Many training companies will provide a useful Job Placement Assistance facility, designed to steer you into your first job. It can happen though that people are too impressed with this facility, because it is genuinely quite straightforward for any focused and well taught person to secure work in IT – because there’s a great need for skilled employees. Help and assistance with preparing a CV and getting interviews may be available (if not, see one of our sites for help). Make sure you update that dusty old CV immediately – not after you’ve qualified! It can happen that you haven’t even taken your exams when you will be offered your first junior support position; although this won’t be the case unless your CV is with employers.
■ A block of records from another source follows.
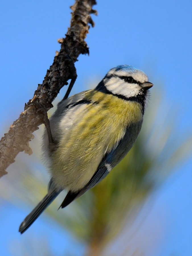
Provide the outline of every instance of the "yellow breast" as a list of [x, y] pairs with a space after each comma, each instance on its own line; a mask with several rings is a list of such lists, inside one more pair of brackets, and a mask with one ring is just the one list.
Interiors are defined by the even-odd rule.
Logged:
[[51, 172], [55, 183], [72, 191], [87, 183], [128, 124], [143, 118], [141, 106], [135, 102], [92, 90], [85, 98], [94, 103], [85, 106], [77, 117], [78, 123], [66, 131], [52, 156]]

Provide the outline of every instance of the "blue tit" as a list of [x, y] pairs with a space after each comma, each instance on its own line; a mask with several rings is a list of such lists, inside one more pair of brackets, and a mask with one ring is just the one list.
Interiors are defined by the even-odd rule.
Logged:
[[63, 208], [95, 186], [125, 156], [141, 128], [153, 85], [141, 70], [110, 69], [93, 89], [60, 102], [50, 120], [54, 142], [44, 133], [42, 149], [51, 178], [48, 194], [25, 219], [24, 232], [63, 190]]

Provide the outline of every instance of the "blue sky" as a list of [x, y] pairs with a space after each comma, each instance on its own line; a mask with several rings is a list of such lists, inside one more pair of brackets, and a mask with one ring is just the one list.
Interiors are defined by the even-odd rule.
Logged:
[[[73, 2], [7, 0], [0, 3], [2, 136], [32, 97], [55, 51], [59, 50], [57, 40], [67, 31], [69, 7]], [[90, 29], [86, 40], [90, 56], [80, 56], [76, 64], [78, 78], [72, 93], [94, 86], [110, 68], [131, 65], [143, 70], [150, 81], [162, 84], [159, 89], [163, 90], [164, 102], [177, 113], [178, 136], [191, 132], [192, 2], [98, 0], [94, 8], [98, 16], [92, 16], [95, 26]], [[146, 229], [152, 232], [152, 220], [155, 220], [156, 225], [163, 221], [164, 228], [161, 237], [156, 239], [156, 248], [152, 246], [150, 251], [146, 242], [145, 255], [192, 255], [192, 168], [191, 158], [159, 190], [140, 232], [143, 236]], [[23, 255], [22, 250], [14, 254], [8, 247], [10, 240], [24, 244], [26, 238], [17, 230], [26, 212], [3, 201], [1, 204], [2, 255]], [[52, 227], [49, 230], [43, 219], [37, 221], [40, 227], [36, 226], [36, 230], [45, 229], [48, 233]], [[51, 246], [59, 255], [62, 251], [58, 243], [64, 240], [59, 236], [61, 231], [57, 229], [57, 232]], [[71, 242], [69, 235], [66, 234], [65, 241]]]

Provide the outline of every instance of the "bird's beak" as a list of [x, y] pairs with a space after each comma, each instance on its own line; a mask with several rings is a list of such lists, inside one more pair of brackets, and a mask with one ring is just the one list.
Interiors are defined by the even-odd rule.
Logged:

If you’d like to get employment in your home town, then it’s quite likely that a local (but specialised) recruitment consultancy can generally be more appropriate than a centralised service, as they’re going to be familiar with local employment needs. A common confusion of many course providers is how hard people are focused on studying to become certified, but how little effort that student will then put into getting the position they have qualified for. Don’t falter at the last fence.